Periodensystem der Elemente

Das Periodensystem der Elemente ist so konzipiert, dass Elemente mit ähnlichen physikalischen und chemischen Eigenschaften nahe beieinander Liegen. Die Gemeinsamkeiten ergeben sich aufgrund der ähnlichen Elektronenkonfigurationen, wobei die Hauptgruppenzahl die Anzahl der Valenzelektronen widerspiegelt. Beispiele für die chemische und physikalische Verwandtschaft sind die erste Hauptgruppe, die so genannten Alkalimetalle, die zweite Hauptgruppe (Erdalkalimetalle), die Chalkogene (Hauptgruppe 6) und die Halogene (7. Hauptgruppe).

Es stellt sich jedoch dabei die Frage wie man zu dieser speziellen Anordnung der Elemente gekommen ist. Schon zu Anfang des 19.Jahrhunderts gab es erste Versuche die Elemente nach ihren Eigenschaften zu ordnen. Johann W. Döbereiner entschied sich zwischen 1817 und 1829 für eine Triaden-Schreibweise. Diese Form der Anordnung spiegelt sich noch heute im PSE wieder. Beispielweise ordnete Döbereiner Chlor - Brom - Iod einer Triade zu, ebenso stellte er Calcium - Strontium - Barium sowie Lithium - Natrium - Kalium zu jeweils einer Triade zusammen.

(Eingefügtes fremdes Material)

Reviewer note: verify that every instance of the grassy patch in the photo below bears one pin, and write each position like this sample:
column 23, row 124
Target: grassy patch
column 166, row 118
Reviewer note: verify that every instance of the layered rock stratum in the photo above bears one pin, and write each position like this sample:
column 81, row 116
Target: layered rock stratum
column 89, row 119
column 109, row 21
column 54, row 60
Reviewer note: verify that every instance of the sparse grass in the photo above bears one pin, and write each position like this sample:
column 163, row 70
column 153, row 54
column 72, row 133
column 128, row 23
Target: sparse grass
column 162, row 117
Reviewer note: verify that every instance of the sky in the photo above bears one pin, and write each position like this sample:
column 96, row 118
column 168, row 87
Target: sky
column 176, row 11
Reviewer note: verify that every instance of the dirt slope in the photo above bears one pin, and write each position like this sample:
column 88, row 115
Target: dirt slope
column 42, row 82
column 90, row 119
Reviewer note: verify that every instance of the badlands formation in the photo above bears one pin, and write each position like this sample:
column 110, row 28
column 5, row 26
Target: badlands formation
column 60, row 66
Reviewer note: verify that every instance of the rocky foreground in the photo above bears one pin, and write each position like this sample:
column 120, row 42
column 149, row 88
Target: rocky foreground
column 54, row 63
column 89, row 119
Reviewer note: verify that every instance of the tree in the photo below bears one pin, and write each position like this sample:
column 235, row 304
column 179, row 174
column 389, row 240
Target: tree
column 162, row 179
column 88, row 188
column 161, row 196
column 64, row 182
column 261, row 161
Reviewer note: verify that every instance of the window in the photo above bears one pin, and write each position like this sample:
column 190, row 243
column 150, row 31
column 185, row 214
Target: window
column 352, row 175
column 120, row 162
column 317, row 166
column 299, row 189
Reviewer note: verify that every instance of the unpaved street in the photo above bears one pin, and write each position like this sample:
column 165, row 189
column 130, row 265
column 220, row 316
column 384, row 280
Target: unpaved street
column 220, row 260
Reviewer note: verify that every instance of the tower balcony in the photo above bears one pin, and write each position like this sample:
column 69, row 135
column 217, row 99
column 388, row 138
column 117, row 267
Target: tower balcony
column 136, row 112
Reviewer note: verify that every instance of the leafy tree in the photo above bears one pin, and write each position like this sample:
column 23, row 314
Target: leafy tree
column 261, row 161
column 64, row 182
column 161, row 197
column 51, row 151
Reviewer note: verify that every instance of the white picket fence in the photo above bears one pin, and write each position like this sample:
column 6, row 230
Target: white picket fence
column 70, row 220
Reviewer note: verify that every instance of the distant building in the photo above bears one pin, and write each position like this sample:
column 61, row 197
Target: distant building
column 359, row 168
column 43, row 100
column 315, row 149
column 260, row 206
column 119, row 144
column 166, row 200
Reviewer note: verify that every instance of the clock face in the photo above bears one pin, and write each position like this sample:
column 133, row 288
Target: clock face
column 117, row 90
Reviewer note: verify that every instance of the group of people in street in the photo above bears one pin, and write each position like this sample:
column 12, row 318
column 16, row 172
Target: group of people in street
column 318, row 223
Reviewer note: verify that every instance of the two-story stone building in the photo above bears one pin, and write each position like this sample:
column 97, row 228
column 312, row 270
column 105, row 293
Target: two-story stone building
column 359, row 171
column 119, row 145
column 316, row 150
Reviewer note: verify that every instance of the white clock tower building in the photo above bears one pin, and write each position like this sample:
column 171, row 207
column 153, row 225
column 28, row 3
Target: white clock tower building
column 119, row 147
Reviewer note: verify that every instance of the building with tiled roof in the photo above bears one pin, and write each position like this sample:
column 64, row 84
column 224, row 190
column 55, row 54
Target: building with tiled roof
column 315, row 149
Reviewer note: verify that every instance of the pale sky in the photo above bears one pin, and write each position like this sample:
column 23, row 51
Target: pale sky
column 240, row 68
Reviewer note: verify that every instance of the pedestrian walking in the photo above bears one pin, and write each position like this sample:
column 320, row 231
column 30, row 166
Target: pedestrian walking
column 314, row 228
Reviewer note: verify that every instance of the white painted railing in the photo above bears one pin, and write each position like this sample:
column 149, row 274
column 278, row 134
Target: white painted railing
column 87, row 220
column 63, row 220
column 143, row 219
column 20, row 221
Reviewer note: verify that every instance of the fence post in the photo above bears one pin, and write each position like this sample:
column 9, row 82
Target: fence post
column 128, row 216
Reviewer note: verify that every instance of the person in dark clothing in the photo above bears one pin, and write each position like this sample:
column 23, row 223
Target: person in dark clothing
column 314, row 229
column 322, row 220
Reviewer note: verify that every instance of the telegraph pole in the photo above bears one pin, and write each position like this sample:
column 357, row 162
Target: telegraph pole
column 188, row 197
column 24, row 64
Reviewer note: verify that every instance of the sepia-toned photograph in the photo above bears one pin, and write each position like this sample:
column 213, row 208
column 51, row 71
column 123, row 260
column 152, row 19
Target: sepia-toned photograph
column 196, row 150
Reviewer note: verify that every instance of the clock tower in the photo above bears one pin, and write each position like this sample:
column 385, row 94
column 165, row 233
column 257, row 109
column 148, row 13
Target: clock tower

Mehr als 30 Jahre später (1864) postulierte der britische Chemiker John A. R. Newlands das Gesetz der Oktaven, demnach wurden die Elemente nach ihrer Atommasse sortiert. Dabei fiel ihm auf, dass nach 7 Elemente wieder ein Element folgt welches mit seinen chemischen und physikalischen dem ersten ähnelt. Nur 5 Jahre später leitete der russische Forscher Dimitrij I. Mendelejew sowie der deutsche Wissenschaftler Lothar Meyer (unabhängig voneinander) aus den Erkenntnissen Newlands das Periodensystem der Elemente her. Diese Anordnung der Elemente hatte schon große Ähnlichkeit mit dem heute bekannten PSE. Allerdings blieben einige Lücken offen, da noch nicht alle Elemente bekannt waren. Jedoch war Mendelejew in der Lage die chemischen und physikalischen Eigenschaften der fehlenden Elemente vorauszusagen (Beispiele dafür sind Germanium uns Scandium).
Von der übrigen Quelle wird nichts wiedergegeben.